The social and economic impacts of unilateral coercive measures on Syria

The unilateral coercive measures applied by source States out of a concern for human rights are actually contributing to the worsening of the humanitarian crisis in Syria, affecting the life of Syrian citizens, hindering the delivery of their daily basic needs, and impedes national and international efforts to respond to the humanitarian needs of citizens.

The social and economic impacts of unilateral coercive measures on Syria - GEOPOLITICA.info

At present the disaster has led to 5.6 million refugees living outside the country, the majority are living in regional countries (Turkey, Lebanon, Jordan, Iraq, and Egypt). 6.6 million People have been internally displaced in 2018. Lack of job opportunities, the closure of factories, unable to obtain raw materials have all contributed to increasing the emigration of Syrians.

Before the 2011 uprisingSyria was a middle-income country and the only country in the region that was self-sufficient in food production, had achieved many of the Millennium Development Goals, including those related to primary education and gender parity in secondary education, and has made progress in decreasing malnutrition and infant mortality rates and increasing access to improved sanitation. The Syrian economy was relatively stable with annual GDP growth averaging around 5%.

Foreign currency reserves have been depleted, and international financial and other assets remain frozen, in 2010, 45 Syrian Pounds were exchanged for one dollar; by 2017 the rate fell to fell to 515 Syrian Pounds per dollar. Oil and economy embargoes impair the ability of Syria to purchase food internationally and the financial embargo prevents the country from paying for whatever it can afford to import. Furthermore, the declining economy makes it more difficult to subsidize food.

There have been repeated calls for States to avoid applying sanctions unilaterally, including through resolution 39/210 of UN General Assembly, which states that developed countries should refrain from threatening or applying trade and financial restrictions, blockade, embargoes, and other economic sanctions, incompatible with the provisions of the Charter of the UN and in violation of undertakings contracted, multilaterally and bilaterally, against developing countries as a form of political and economic coercion that affects their political, economic, and social development.

The US and EU sanctions on Syria are contributing to this humanitarian calamity, have been described as some of the “most complicated and far-reaching sanction regimes ever imposed”.

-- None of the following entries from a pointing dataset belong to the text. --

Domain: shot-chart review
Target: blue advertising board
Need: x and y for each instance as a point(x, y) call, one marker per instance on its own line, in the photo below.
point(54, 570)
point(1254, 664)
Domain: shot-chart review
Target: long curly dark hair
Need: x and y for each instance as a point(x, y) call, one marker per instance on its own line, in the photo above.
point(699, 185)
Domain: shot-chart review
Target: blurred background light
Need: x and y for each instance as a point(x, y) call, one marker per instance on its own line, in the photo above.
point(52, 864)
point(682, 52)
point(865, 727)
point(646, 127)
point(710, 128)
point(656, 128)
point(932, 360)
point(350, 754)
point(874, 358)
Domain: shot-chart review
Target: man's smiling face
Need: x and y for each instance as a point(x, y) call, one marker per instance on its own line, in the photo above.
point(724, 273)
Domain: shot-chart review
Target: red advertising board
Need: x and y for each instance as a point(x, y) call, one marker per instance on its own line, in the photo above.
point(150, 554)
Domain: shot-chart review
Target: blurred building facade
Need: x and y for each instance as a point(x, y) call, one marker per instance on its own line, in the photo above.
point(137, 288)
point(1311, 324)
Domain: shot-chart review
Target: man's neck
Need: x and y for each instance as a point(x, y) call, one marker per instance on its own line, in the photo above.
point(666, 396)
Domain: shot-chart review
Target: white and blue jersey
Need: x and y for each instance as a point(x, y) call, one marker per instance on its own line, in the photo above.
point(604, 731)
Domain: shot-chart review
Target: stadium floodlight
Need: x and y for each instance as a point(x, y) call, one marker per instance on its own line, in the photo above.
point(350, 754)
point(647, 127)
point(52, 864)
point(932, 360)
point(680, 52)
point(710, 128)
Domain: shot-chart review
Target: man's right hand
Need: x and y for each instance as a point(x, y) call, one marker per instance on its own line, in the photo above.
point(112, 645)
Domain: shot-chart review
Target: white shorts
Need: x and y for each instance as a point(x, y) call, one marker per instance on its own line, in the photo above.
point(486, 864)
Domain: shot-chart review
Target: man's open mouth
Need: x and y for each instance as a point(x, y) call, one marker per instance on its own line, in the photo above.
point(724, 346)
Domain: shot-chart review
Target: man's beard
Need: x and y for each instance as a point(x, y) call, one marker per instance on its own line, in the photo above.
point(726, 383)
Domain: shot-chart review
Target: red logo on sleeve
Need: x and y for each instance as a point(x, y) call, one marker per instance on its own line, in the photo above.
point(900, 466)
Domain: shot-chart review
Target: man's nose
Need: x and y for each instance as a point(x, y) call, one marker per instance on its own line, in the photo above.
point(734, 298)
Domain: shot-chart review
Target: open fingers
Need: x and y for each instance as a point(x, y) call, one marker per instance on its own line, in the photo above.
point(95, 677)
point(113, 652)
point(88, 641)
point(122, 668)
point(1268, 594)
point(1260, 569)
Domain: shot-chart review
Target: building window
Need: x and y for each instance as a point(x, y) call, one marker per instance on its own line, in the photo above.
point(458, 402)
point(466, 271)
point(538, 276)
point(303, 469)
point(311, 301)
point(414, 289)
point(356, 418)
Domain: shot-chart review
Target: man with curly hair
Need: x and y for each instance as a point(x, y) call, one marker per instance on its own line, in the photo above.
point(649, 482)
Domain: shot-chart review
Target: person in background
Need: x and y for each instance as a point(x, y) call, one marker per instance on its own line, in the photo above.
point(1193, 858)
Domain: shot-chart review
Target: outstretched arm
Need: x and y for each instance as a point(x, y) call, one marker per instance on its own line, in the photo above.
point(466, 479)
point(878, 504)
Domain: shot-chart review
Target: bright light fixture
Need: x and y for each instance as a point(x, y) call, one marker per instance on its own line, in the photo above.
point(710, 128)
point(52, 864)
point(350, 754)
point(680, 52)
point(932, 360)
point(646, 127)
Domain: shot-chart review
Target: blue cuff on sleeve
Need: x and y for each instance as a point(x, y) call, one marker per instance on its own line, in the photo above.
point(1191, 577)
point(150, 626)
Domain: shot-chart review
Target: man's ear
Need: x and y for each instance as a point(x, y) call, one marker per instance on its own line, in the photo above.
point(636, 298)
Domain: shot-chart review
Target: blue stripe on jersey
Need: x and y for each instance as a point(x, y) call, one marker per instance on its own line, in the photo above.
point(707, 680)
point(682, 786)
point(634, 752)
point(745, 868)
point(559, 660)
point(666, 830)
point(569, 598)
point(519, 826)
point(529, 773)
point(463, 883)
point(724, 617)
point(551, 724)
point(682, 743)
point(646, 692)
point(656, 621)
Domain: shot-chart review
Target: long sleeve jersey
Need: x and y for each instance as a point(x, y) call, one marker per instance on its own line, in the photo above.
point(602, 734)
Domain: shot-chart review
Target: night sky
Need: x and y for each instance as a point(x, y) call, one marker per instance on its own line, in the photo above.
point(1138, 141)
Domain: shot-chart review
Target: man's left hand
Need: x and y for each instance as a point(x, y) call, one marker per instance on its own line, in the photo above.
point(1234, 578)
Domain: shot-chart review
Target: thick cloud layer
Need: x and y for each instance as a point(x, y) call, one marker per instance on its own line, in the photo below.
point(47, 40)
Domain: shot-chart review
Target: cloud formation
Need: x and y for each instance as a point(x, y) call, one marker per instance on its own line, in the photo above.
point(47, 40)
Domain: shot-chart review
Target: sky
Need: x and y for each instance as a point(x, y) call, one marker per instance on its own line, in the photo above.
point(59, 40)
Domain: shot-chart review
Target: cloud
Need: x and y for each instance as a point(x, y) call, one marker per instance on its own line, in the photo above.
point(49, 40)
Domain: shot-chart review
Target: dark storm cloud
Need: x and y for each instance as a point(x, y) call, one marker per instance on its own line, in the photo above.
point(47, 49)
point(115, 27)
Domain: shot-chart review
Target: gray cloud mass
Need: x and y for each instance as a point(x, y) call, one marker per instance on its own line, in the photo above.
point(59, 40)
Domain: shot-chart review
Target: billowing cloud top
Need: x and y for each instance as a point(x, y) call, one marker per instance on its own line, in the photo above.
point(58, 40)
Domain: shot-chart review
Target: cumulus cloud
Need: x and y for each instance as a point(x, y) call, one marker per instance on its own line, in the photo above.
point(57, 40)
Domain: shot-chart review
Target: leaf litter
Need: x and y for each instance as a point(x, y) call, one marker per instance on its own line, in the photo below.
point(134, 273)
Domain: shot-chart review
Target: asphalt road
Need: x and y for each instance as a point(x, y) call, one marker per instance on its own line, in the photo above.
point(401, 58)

American sanctions, first applied in December 1979, amended with comprehensive measures  in May 2004, and strengthened again in 2011, are all-encompassing and include trade and travel restrictions, financial sanctions, and asset freezes on individual in Syria, as well as an arms embargo ban on “dual use” goods includes such items as drilling equipment and pipes used for water and sanitation which require a special license even though a shortage of fresh drinking water is a major health hazard in Syria.

EU sanctions were first imposed on 1 December 2011 and are subject to an annual review. They include an oil embargo, as well as “restrictions” on certain types of investments, a freeze on assets held by Syria’scentral bank in the EU, and restrictions on exports to Syria of equipment and technology, such as those that could be used to monitor telephone and internet communications.

In addition, Australia, Canada, Japan, Norway, Switzerland, Turkey, the United Kingdom, and the Arab League have applied, inter alia, financial sanctions, as well as asset freezes, travel restrictions and arms embargoes on Syria.

Despite the humanitarian exemptions, in practice, international private companies are unwilling to to jump the hurdles necessary to ensure they can transact with Syria without being accused of inadvertently violating the restrictive measures.

Prior to the current crisis, Syria practices universal free health care for all its citizens, enjoyed some of the highest levels of care in the region. More than 90% of the medicines used in Syria were locally produced. Since then, economic sanctions, currency fluctuations, difficulty in the availability of hard currency and an increase in operational costs have negatively affected the production of medicines and pharmaceutical products such as anti-cancer medicines, and other specific medicines.

Medicines which are patented in the US or Europe cannot be substituted for from other markets. As a result, available quantities of medicines are currently limited, and they often do not cover the health needs of the population.

The World Health Organization reported that approximately 11.3 million Syrians lack access to adequate health care, and one in three children is missing out on life-saving vaccines, declining from 95% in 2006 to only 60% in 2016.

The demands created by the crisis have overwhelmed the System and created extraordinary high levels of need. Despite this, restrictive measures, particularly those related to the banking system, have harmed the ability of Syria to purchase and pay for medicine, equipment, spare parts and software.